In fondo, un’idea analoga anima Telosa, il progetto di super smart-city, completamente privata, proposta dal miliardario americano Marc Lore. Il nome è senz’altro “programmatico” dal momento che in greco antico “telos” indicava “il fine ultimo”.

Trattasi di una metropoli completamente isolata, nel bel mezzo del deserto, da costruire facendo ampio uso di calcestruzzo stampato in 3D, ovviamente energeticamente autosufficiente, a bassissima impronta ambientale, con edifici dotati di sistemi di raccolta idrica e di coltivazione idroponica per produrre cibo a km 0.

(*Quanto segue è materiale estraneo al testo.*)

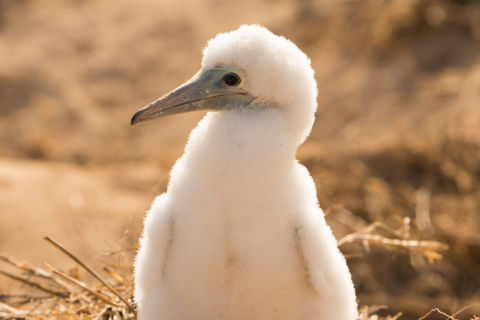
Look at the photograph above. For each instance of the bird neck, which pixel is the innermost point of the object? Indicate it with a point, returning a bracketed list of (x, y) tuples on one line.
[(235, 150), (246, 138)]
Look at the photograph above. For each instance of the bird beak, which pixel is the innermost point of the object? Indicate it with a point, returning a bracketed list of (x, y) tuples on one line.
[(205, 91)]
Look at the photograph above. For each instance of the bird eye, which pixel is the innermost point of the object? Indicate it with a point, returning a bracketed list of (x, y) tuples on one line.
[(231, 79)]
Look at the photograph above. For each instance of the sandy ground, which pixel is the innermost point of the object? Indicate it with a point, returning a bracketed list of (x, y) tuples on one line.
[(396, 133)]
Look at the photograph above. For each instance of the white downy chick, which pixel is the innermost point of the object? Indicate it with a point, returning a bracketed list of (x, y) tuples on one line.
[(239, 233)]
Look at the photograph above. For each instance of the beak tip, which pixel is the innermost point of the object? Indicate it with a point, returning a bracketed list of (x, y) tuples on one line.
[(133, 121)]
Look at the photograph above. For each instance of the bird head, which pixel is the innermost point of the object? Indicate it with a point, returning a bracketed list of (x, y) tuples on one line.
[(247, 68)]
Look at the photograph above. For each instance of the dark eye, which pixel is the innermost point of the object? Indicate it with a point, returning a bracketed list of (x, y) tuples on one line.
[(231, 79)]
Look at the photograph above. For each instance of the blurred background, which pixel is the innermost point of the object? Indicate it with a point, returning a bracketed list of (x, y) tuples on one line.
[(397, 135)]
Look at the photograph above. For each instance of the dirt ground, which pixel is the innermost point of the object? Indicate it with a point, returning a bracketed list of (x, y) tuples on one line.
[(397, 133)]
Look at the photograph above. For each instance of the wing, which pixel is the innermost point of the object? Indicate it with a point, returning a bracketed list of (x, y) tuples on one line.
[(323, 265), (152, 259)]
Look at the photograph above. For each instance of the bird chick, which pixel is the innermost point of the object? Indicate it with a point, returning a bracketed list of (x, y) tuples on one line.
[(239, 233)]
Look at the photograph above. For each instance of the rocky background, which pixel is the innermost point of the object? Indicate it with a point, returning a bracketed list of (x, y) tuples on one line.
[(396, 141)]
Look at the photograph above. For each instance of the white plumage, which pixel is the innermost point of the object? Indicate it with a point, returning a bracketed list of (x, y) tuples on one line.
[(239, 233)]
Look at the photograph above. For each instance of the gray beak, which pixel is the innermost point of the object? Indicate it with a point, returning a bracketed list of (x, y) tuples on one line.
[(205, 91)]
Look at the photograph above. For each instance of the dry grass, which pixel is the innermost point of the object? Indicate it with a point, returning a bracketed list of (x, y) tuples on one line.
[(63, 295), (395, 150)]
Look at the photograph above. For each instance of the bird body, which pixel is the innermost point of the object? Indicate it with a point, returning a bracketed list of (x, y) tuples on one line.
[(239, 233)]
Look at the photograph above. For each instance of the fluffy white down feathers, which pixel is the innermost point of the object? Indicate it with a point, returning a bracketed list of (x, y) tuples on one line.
[(239, 233)]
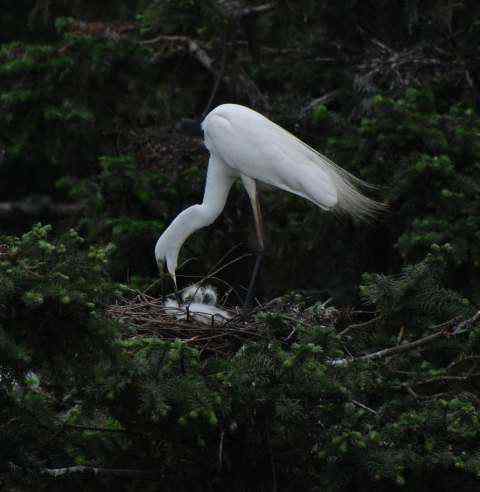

Dovrebbe ospitare i primi 30.000 abitanti già entro il 2030 ed arrivare a 5 milioni nei successivi 4 decenni. Costo stimato 400 miliardi di dollari.

Progetti quasi sempre “iconici”, spesso stimolanti, ora originali ora bizzarri, talvolta improbabili. Difficile, tuttavia, che possano rappresentare un’anticipazione di standard futuri. Certo, sono ambienti di sviluppo e di sperimentazione di tecnologie innovative. Eppure forse rischiano di farci perdere di vista, con le loro fantasmagorie, le reali – e terribili – criticità abitative disseminate nel pianeta, di aggravare lo iato della diseguaglianza abitativa tra élite di privilegiati ed enormi masse di disperati.

Oltre 1 miliardo di persone attualmente vive in slums: barrios, favelas, bidonville… non mancano i sostantivi per indicare insediamenti nei quali, sostanzialmente, si registrano le medesime condizioni abitative sordide e inumane. Oceani di baracche di lamiere e vecchi pneumatici: inferni in terra. Come specie, possiamo anche progettare e realizzare le più avveniristiche e strabilianti smart city… ma fino a quando non troveremo soluzioni per intervenire sull’enormità delle disuguaglianze che abbiamo generato saremo ben lontani dal realizzare un mondo intelligente.